WHAT ARE SOME COMMON RISK FACTORS?


MTSS is typically associated with biomechanical irregularities of the leg [9]. Many of the risk factors for MTSS are preventable but trying to control all of them is impossible. This list below is not meant to be exhaustive.


  • Body Mass Index

  • A BMI > 20.2 has been shown to be an intrinsic factor for cross country runners [7].

  • Bone geometry

  • Studies have shown that there is a clear association between smaller tibial bones and tibial stress injuries. [8-11].

  • Hip External Range of motion (ROM)

  • Both tightness and hypermobility can increase tibial loading during activity or alter the angle of the femoral neck at the hip joint, thereby increasing torque on the lower leg. [3].

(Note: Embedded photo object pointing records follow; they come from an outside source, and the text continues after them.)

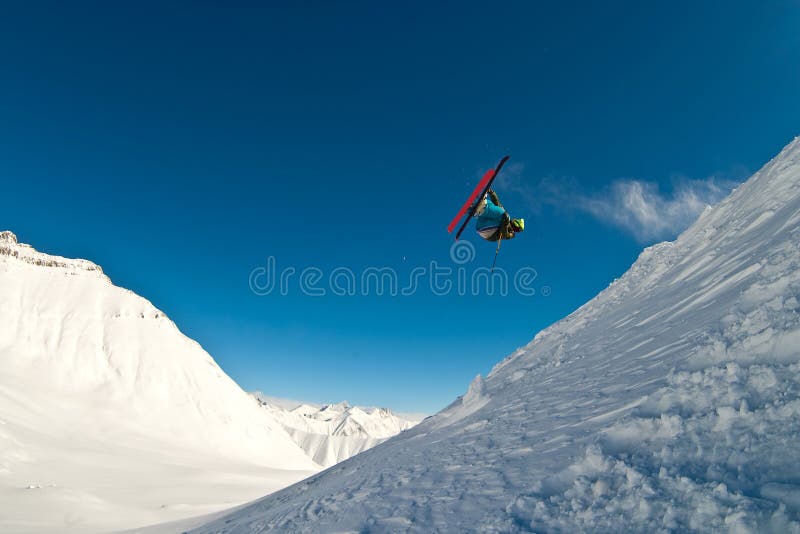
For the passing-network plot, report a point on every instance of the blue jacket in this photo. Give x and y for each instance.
(492, 216)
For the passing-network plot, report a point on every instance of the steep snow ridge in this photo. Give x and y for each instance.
(671, 401)
(336, 432)
(98, 386)
(9, 246)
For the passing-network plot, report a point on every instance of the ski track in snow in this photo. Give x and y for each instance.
(670, 402)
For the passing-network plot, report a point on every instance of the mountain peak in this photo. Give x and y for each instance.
(8, 237)
(10, 247)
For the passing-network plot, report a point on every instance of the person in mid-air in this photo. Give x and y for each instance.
(493, 222)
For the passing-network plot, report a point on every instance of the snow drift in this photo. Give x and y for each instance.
(669, 402)
(109, 416)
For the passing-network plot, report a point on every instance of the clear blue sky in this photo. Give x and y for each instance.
(179, 144)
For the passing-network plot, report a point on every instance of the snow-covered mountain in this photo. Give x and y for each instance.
(670, 402)
(109, 416)
(336, 432)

  • Muscle Imbalance and Tightness

  • Tightness of the triceps surae (gastrocnemius, soleus and plantaris muscles) is associated with MTSS. [3]. Athletes with weaker and leaner calves are more prone to muscle fatigue in the calves, which can lead to poor running mechanics and strain on the shin. [3].

  • Weak Core

  • A strong core and hips are important in maintaining a strong kinematic chain. Weak core can lead to biomechanical issues which in turn can lead to injury. If the core is weak the body cannot efficiently transfer the force from one part of the body to another and force starts to “leak” into areas that it should not be.

  • Training History

  • Running experience is strongly associated with the development of shin pain. [13]. Newer runners tend to get shin pain more than runners that have been running for years. This could possibly be to the lower leg muscles becoming more conditioning over the years.

  • Pronation

  • Pronation of the subtalar joint foot is one of the most consistently found risk factors in MTSS [2].

  • Individuals with flat feet are more prone to develop MTTS due to foot rolling inward when it lands causing the tibia to twist, which in turn causes stress on the lower leg.

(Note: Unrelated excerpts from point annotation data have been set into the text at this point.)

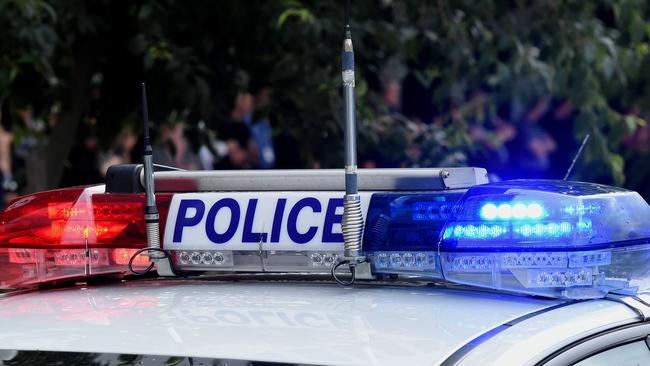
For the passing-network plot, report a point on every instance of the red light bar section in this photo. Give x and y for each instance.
(74, 218)
(72, 233)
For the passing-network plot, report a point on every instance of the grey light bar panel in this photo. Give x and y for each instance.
(318, 180)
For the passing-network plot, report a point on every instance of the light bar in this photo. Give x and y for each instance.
(549, 238)
(71, 233)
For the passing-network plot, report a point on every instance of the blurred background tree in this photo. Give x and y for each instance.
(463, 72)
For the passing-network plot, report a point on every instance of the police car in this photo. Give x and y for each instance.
(459, 271)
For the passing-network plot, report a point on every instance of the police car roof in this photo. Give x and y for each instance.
(286, 322)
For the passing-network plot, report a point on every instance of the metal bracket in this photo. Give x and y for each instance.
(164, 267)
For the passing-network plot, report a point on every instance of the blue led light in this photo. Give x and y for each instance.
(504, 211)
(489, 211)
(534, 211)
(549, 238)
(519, 211)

  • Individuals with high arches are also prone to MTTS due to their feet being poor shock absorbers.

  • Sex

  • Females are typically more likely to develop MTTS than males. [2, 12].

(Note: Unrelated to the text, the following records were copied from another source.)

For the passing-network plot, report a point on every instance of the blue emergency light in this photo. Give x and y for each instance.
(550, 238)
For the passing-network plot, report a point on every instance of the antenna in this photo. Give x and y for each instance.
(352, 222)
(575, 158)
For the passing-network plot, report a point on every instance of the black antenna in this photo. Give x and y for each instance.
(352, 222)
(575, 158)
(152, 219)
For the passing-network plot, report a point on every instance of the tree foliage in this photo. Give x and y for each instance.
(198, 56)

  • Female runners typically have a delayed onset of menstruation which can lead to lower bone density in the tibia. [14].

  • No long term studies but other risk factors may include the following:

  • Old shoes

  • Changing to different shoes

  • Orthotics may help although studies are inconclusive

  • Change of training terrain

  • Running intensity


HOW TO TREAT MTSS?


Rest


While it may not be ideal for many athletes, rest is probably the most well known and important treatment of MTSS. [3]. Most athletes do not want to rest and feel that they are missing out on their sport. Cryotherapy such as ice bags on the shins after training may help with inflammation. During this period cross training is most likely the athlete’s best friend, as the athlete does not want to lose aerobic fitness while allowing for the shins to recover.


Change The Training


I feel this may be the most neglected part of many injury recovery programs. The athlete comes back healthy and feeling good but fails to address the underlying issue that caused MTSS. The athlete cannot “jump” back at the same level or mileage. There must be a gradual increase in mileage and whatever caused the biomechanical problems needs to be addressed before the athlete gets injured again. [3]. Athletes can continue to cross train some days while running some days to allow the body to fully adjust to the training. A plan might look something like cutting running by 50% while swimming or biking on the other days.


Lower Leg Strengthening


I am a huge advocate of lower leg strengthening and stretching. In my experience most runners' calves are too tight and too weak. Most athletes do not have to worry about a lack of joint stiffness when it comes to the ankle area. This can be done by doing leg raises on a stair or other elevated area. The purpose should be to work the eccentric part of the calf while working the inner and outer parts as well to ensure that the entire leg is strengthened and stretched.